L. Fritz No. 3 – Internationale Photoszene Köln. Volatile Smile: Geissler and Sann

©2016 Internationale Photoszene Köln gemeinnützige Unternehmergesellschaft (haftungsbeschränkt) i.G., photographers and authors [and translators]Volatile Smile, Geissler, San, Chicago, Photoszene Köln, L. Fritz, Köln, Cologne

Volatile Smile, by Julius Tambornino

At the place where great calamity takes its course, nothing menacing can be discerned at first: the workstations that artist duo Beate Geissler and Oliver Sann photographed for their series Volatile Smile, at Chicago high-frequency trading firms, radiate a yawning calm. In front of the dominant black of the switched-off monitors – multiply arranged in stacks and rows – there are only scattered, banal proofs of human presence: body lotion, Heinz ketchup, handwritten notes.

It is, however, precisely the sleeping machines which, at second glance, generate the feeling of a latent danger: they represent a principal characteristic of our age, in which mankind is obliged to share its millennia-old privilege of communication and decision-making competence with the computer. High-frequency trading at the stock exchange is probably one of the best illustrations that we have a while to go before dealing with this new situation appropriately. If, on the one hand, algorithms are able to manage speculation transactions autonomously in fractions of seconds, there are, on the other, the risks of this principle and the suffering that it generates when the transition to autonomy takes a wrong turn. In this respect, it seems that Geissler’s and Sann’s work is concerned not only with documenting something visible. Rather, it enquires into something that is evidently absent at this important interface: a moral authority.

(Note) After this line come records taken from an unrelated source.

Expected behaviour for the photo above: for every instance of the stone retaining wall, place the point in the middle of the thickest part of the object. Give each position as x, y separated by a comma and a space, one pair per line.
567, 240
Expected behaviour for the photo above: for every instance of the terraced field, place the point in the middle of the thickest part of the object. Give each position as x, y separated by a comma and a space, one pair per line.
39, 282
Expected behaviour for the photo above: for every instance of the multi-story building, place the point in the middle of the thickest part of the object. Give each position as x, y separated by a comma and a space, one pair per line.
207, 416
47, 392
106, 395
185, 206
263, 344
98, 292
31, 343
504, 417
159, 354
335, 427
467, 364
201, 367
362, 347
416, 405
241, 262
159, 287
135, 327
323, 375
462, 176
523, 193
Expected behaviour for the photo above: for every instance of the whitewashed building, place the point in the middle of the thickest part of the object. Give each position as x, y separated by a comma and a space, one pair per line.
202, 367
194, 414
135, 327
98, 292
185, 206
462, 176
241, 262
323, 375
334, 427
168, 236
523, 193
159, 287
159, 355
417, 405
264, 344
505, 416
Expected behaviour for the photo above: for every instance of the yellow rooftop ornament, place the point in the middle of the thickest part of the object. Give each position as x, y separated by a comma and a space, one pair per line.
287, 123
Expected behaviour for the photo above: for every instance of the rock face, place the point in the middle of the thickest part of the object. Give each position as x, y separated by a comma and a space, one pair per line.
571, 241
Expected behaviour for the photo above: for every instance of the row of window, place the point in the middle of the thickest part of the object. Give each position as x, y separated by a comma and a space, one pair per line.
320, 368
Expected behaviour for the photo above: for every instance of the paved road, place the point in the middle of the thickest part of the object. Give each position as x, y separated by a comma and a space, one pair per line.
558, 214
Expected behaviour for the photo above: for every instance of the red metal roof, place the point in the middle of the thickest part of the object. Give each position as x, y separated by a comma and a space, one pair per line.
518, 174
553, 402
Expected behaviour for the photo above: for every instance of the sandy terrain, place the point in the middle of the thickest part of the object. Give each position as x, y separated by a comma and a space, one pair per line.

Volatile Smile thereby links with more general issues of the technosphere, which has already preoccupied Geissler and Sann in many earlier projects. What impact does the freedom of autonomously self-managing computers have on our personal freedom? What is the virtual realm of the machine to the life-realm of mankind? And can such a sharp distinction even be drawn between the two?

[…]

In the synopsis of all the series, one thing becomes clear: Common to high-frequency trading and the computer game is the uninhibited in the virtual, where morality seems to be overruled. What if, though, virtual decisions are able to convulse physical lives millions of times over? Does not play then become negligence?

One of the high-frequency trading firms was not amused by such questions and threatened to sue the artists. The latter then made censorship itself the theme of their art: some of the images were overpainted for future exhibitions with a black lacquer, which allows the outlines of the photos to shine through and generates an optical relief. Others, in the style of Mephistopheles’s animal guise in Goethe’s Faust, were replaced by a poodle – the moment of self-unmasking was turned into its own chapter of this great story about technocapitalism.